By Peter Whoriskey
Washington Post Staff Writer
Friday, March 12, 2010; A13
The chief of the nation's auto safety regulators rejected criticism on Thursday that his agency made mistakes and responded too slowly to years of complaints regarding runaway Toyotas.
David L. Strickland, administrator of the National Highway Traffic Safety Administration, also denied in testimony before a House committee that the agency had become a "lap dog" for the car industry rather than a watchdog protecting the American public.
"From my review of the work done, if we're talking about Toyota specifically, this agency opened eight separate investigations over the time period when there were complaints about sudden acceleration," Strickland said. "A lap dog doesn't open eight investigations."
The hearing before the House Energy and Commerce Committee, the fourth congressional hearing in recent weeks involving NHTSA and the safety of Toyota cars, was meant to review the agency's actions and whether it has enough funding, personnel and legal authority to investigate defects in the industry.
The 600-plus-person agency has plans to add 66 people under its proposed budget. Strickland is also exploring whether it might need more legal authority to regulate the modern, more international auto industry.

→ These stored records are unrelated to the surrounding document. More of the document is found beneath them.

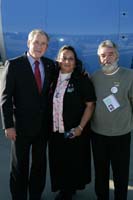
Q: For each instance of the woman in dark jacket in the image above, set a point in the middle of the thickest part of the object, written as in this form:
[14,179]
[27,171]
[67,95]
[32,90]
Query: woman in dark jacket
[71,104]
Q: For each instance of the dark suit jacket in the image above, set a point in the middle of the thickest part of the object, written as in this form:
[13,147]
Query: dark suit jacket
[21,104]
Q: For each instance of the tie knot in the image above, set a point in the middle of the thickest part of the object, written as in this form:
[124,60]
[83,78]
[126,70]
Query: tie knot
[37,63]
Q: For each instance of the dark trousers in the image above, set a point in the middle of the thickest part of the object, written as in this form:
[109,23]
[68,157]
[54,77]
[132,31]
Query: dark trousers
[114,151]
[28,167]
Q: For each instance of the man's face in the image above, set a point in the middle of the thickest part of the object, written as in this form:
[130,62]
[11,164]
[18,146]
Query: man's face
[37,46]
[107,56]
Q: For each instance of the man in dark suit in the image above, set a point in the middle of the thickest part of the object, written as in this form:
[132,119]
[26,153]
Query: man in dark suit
[24,116]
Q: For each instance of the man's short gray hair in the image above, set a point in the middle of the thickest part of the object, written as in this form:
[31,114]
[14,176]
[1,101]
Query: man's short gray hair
[109,44]
[37,31]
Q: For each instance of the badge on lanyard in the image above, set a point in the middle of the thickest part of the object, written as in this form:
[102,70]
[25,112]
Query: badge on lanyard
[114,90]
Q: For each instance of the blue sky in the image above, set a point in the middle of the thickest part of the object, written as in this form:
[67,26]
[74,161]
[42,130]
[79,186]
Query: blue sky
[68,16]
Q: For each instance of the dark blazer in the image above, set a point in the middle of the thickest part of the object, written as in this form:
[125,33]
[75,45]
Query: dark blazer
[79,91]
[21,104]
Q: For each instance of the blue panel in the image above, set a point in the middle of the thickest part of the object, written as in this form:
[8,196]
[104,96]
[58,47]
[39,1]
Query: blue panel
[83,24]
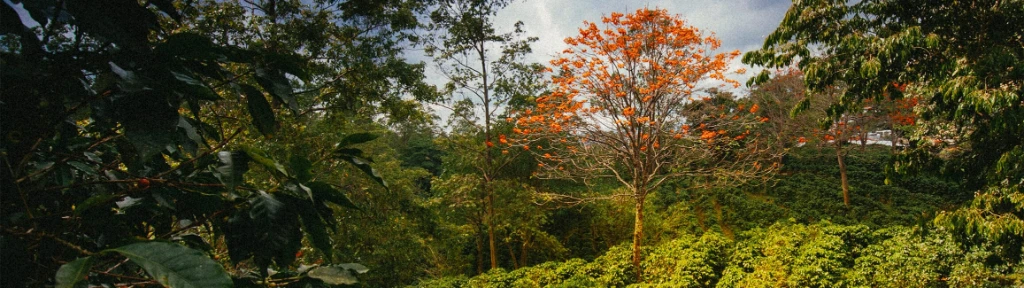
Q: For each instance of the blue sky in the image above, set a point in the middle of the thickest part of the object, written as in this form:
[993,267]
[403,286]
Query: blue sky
[741,25]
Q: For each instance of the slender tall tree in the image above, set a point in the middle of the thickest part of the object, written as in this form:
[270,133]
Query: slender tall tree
[478,60]
[627,106]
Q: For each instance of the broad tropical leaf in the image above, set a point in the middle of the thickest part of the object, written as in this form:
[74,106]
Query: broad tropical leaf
[73,273]
[175,265]
[339,275]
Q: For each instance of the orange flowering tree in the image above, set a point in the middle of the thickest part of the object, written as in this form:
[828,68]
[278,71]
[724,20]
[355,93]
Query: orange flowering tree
[627,105]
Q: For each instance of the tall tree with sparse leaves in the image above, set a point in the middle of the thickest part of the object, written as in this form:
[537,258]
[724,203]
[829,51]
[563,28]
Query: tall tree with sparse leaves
[627,106]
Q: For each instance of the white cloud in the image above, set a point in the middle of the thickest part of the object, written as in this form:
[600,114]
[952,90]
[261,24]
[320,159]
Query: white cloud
[741,25]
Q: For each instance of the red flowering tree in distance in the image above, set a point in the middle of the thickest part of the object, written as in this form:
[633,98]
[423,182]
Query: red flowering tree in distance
[627,105]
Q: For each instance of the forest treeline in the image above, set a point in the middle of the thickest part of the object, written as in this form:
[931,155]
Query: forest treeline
[295,144]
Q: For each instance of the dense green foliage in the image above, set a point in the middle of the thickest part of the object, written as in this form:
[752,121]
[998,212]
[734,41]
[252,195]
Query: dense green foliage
[288,144]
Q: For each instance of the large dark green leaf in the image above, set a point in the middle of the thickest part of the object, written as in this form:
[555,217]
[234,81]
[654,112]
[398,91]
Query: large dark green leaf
[326,192]
[233,164]
[278,85]
[260,111]
[313,223]
[300,167]
[267,232]
[354,156]
[339,275]
[189,46]
[363,164]
[73,273]
[356,138]
[262,158]
[175,265]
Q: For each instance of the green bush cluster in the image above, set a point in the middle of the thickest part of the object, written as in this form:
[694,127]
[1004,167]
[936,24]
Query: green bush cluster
[785,254]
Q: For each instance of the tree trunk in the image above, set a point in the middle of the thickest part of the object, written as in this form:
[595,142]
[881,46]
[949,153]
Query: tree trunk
[637,237]
[525,246]
[479,251]
[515,262]
[491,230]
[842,174]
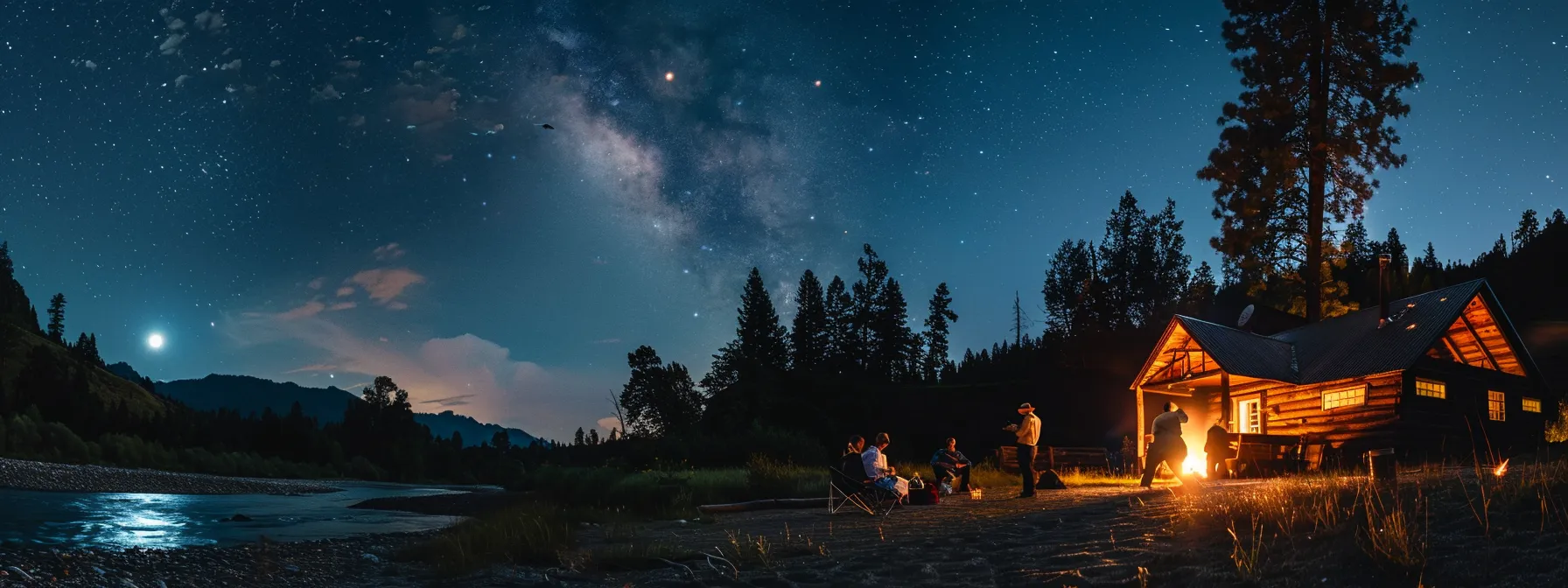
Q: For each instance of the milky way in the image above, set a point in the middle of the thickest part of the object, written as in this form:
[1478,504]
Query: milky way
[328,192]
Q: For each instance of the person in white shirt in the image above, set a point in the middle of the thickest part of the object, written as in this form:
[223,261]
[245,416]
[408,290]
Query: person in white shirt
[1167,445]
[877,469]
[1027,435]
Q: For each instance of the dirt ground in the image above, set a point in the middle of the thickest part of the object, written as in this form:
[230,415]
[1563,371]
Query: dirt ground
[1059,538]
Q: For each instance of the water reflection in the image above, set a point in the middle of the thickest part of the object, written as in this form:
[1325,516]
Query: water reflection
[144,520]
[176,520]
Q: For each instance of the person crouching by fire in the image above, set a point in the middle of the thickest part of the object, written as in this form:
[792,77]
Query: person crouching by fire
[1167,444]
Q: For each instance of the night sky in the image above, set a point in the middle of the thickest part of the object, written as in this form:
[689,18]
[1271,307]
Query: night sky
[322,192]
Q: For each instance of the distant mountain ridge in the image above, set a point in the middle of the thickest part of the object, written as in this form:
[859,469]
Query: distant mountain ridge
[248,394]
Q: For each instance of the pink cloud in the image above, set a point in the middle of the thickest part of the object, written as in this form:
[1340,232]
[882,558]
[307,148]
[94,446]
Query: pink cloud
[389,251]
[314,368]
[309,309]
[386,284]
[496,388]
[607,424]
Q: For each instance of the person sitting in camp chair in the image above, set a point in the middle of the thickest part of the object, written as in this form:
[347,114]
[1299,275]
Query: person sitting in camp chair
[877,469]
[950,463]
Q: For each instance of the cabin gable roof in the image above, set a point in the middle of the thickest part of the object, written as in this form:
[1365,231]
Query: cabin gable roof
[1355,346]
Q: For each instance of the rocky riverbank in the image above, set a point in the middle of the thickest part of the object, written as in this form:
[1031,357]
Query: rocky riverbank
[354,562]
[96,479]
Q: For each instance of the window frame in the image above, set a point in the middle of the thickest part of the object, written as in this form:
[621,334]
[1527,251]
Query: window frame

As for new regulations, the government might make brake override systems mandatory, which would allow a driver to stop a car even if the throttle is stuck open. It is also considering requiring event data recorders, or "black boxes," that would save information about the car's operation in the event of a crash -- a device many cars already feature.
But lawmakers have differed over threshold questions regarding the Toyota controversy, such as whether NHTSA and Toyota have failed to meet their responsibilities.
In opening his testimony, Strickland reported that traffic fatalities had fallen 8.9 percent to 33,963 in 2009, which he said was the lowest annual level since 1954.
"NHTSA's programs work, and they work well," he said.
The agency has faced a wave of criticism that it has been too close to the industry it regulates. Two former NHTSA regulators work for Toyota's Washington office. And although the agency has conducted eight investigations into reports on unintended acceleration, as Strickland noted, most of those inquiries were closed without a finding of a defect.
At the same time, the complaints against Toyota and Toyota Lexus vehicles were mounting. By September, Toyota, and particularly Toyota Lexus vehicles, stood out for having more federally filed complaints of unintended acceleration than other manufacturers, according to an analysis by Edmunds.com, the automotive Web site.
It wasn't until September, after years of complaints, that Toyota initiated its recalls of millions of cars and trucks.
"NHTSA's response to the safety defects implicated in these recalls has been sluggish at best," said Rep. John D. Dingell (D-Mich.). "NHTSA has suffered years of stagnation in funding."
Dingell asked Strickland whether NHTSA should have pushed Toyota to initiate recalls earlier.
"We pushed the recalls when we had the evidence of an unreasonable risk defect," Strickland said.